When I signed up for the course in Christian Theology, I did not realize my black and white faith was about to be flipped up-side-down. From the Creation story to the book of Revelation, new theories and concepts were tossed around the classroom sending my head in spirals. By the end of the term, I felt sick and confused. I spent the following year asking questions about faith and receiving few satisfactory answers. I roamed in a haze of uncertainty and frustration.
At about the same time, I began training for my first-ever half marathon and, with each mile, I grew more aware of my body and its rhythms and cycles.
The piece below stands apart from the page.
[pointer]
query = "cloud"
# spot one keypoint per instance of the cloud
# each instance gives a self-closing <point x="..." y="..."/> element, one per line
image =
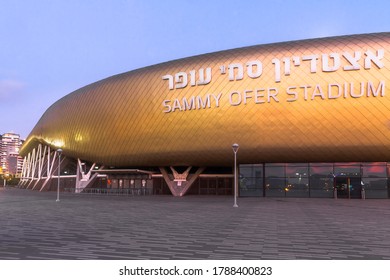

I heard when my lungs were excited and wanted to push the pace, when my quads asked for a stretch break, and when the muscles of my arms wanted the nutrients from green peppers or chocolate milk for lunch. At the same time, I felt a growing connection with the rhythms and cycles of the earth which became most evident one afternoon in March as I ran by fields with old cornstalks pointing through the soil and thought, “I want to run between those rows and run and run until I run into the earth and become apart of it.” The earth was becoming alive to me – alive and sacred – and I began to feel a new sense of freedom and comfort when sliding into my running shoes and stepping outside
After completing the race, I flew to Colorado to spend the summer working at a camp. It was in those ten weeks of playing with children and hiking among the mountains that my search for God and admiration for nature intertwined so that I began to look to nature to teach me truths about God in ways that theology classes and endless discussions could not. The sun taught me of God’s faithfulness each morning it rose above the horizon and the rain taught me of God’s kindness as it quenched the thirst of the dry grass and shallow lakes. As I dwelled on these bits of truths and other daily discoveries, the haziness began to lift.
I still rely on nature to help clear the fog when it descends on my mind and nature still teaches me. These days, I understand how God is always the same and yet always different as I sit by my Grandmother’s creek and watch new water continually swirl downstream. These days, I understand that particular characteristics of God are more vibrant to some people than to others. For example, I love the boldness of God displayed through stalks of wheat flexing in the face of a strong wind. My Mother takes delight in the delicacy of God, apparent in the lily-of-the-valley. These days, I understand why God looked at the earth and said it was not simply good, but very good.